If you think about EMRs, there is a lot of good, unstructured data that’s not being used today. That’s the area of natural language processing. We’re hoping to get that information into the cloud and start figuring out how we can leverage it for automation, population health management or insights. Those areas, as we look at our partnership with Microsoft, are the places we look to explore. 

What’s happening in the industry and something we have to be careful about … people talk about AI&ML and worry about replacing humans. For us, it’s about augmenting humans. Putting humans where they do best and putting machines where they do best. We think about a 3-A formula. Do we want to assist the human? Do we want to augment the human? Or do we think this should be completely autonomous?

As we look at these technologies, we ask how much bias has been baked into them? We ask [startup companies and AI vendors] how did you come up with this? What data did you use? Depending on what AI&ML technology they use, they could introduce bias from the data. They could introduce bias from the expert that modeled and tuned this algorithm. So we not only look at where the AI technology could be used, but is the technology biased? Is it ethical for us to introduce to the patient?

Health Evolution: You mentioned Microsoft. What is the importance to strategic partnerships in this space?

Martin: Microsoft is our cloud partner from a storage and computing standpoint. But any organization is not going to be exclusive with a specific partner. They are going to have to work in a multi-cloud environment. Storage and computing are commoditized. There’s a pricing war. We’re the beneficiaries as customers, but that’s not where the innovation is any more. The innovation is how they can lower costs.

Innovation is what’s on those clouds and what’s available by partnering with those organizations. It’s the AI and algorithms that are hosted on those clouds. If you want access to that technology to solve these problems, you have to be in a multi-cloud environment. There is some overlap, but each of these organizations are not working on the exact same problems with the exact same algorithms. You need to access multiple clouds.

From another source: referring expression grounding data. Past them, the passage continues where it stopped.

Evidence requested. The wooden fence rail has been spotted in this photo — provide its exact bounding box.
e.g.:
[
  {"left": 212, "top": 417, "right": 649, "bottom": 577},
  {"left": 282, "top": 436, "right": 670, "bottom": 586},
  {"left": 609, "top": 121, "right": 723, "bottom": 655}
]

Gholami: There are technologies we believe are early and when we built this framework, we built it in a way that at the end of the day, we’re picking the best options for patients. We are ready to engage with a company that does the technology the best. Sometimes that’s Microsoft. Sometimes that’s Amazon. Sometimes that’s a startup. We keep an eye on all these companies who are competing on some of these early technologies. We’re open to all of them.